Apparently, the Jehovah’s Witnesses are in the middle of a big campaign this month to promote their website and they are stepping up their house visits and pamphlet drops as a result. They hit up our house the other day with their pamphlet version of this
I wasn’t home at the time, and my husband doesn’t like to confront them because unfortunately he has some relatives who are enmeshed in it. However, I am seriously considering that if they do come back when I’m home, I may want to print off some information from http://www.jwfacts.com to have by my door so I can tell them, “I’ll read your information if you read mine”. For a long time I was indifferent to the JWs, but the more I have learned about their organization from ex-JWs, the more I am troubled by it. This organization seems to cause a lot of harm to people - for example, they actively encourage shunning of members with doubts, which can cause people to lose their whole family.
A lot of times, these JWs they send door to door are very nice folks, so I’m not saying I hate the individual JWs. However, I am starting to feel like I do hate their organization.
Would it be evil for me to make an effort to convert the people coming to my house to convert me? Has anyone here ever tried to do such a thing?
I think you’re being much too kind. They’re coming to your house, inflicting themselves on you uninvited, trying to convert you to what appear at least on the surface to be lunatic beliefs. To counter their idiocy with facts hardly seems either “evil” or unfair, though almost certainly a waste of time.

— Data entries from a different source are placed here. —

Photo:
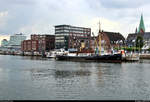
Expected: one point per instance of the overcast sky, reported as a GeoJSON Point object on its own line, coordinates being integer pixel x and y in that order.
{"type": "Point", "coordinates": [40, 16]}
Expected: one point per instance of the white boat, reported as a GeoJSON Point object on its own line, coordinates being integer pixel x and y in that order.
{"type": "Point", "coordinates": [51, 54]}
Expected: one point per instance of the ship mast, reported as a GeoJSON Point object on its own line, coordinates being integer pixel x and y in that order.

My personal feeling after a certain period of my patience being worn thin by doorbell ringers and telemarketers all of whom are selling something and many of whom are scam artists (JWs are not quite either, but in a sense they are also both) I can be less than polite and, on the phone, sometimes creatively mischievous. What these folks all have in common is absolutely zero respect for peace and privacy.
They are probably used to people handing out such information, and they have special places they deposit it when they are out of your sight. Don’t waste your time, it makes you look like…well, not good.
What gave you that impression? As I mentioned in the OP, I have in laws who are involved in it and have talked with some ex-JWs who do not have very positive things to say about it.
I do not have much respect for an organization that would tell parents to shun their own child after the child leaves “The Truth”, for example, which is an experience that apparently happens to many baptized JWs who choose to leave after they decide they don’t believe in it anymore.
Are they? I get the impression that the vast majority of people just don’t answer the door or tell them no thanks. How often do they actually meet people who know enough about their organization to tell them the truth?
According to some of the critiques of ex-JWs, they are told by the organization not to do independent research with secular sources, I wonder how many of them honestly have no idea about the inconsistencies and doctrine changes.
Tell them that you will read the literature they give you if they will read the literature you give them, and then invite them back to discuss what was read.
The OP’s plan sound like a riff from the last verse of the rather ribald song Festival of Life (lyrics only link) by Australian comedian Kevin Bloody Wilson. But Wilson takes it a step farther by imagining going door-to-door to try to convert the religious folks to his heathenistic ways.
No, handing them your literature is certainly no more evil than then handing you theirs. Unproductive, perhaps. But not evil.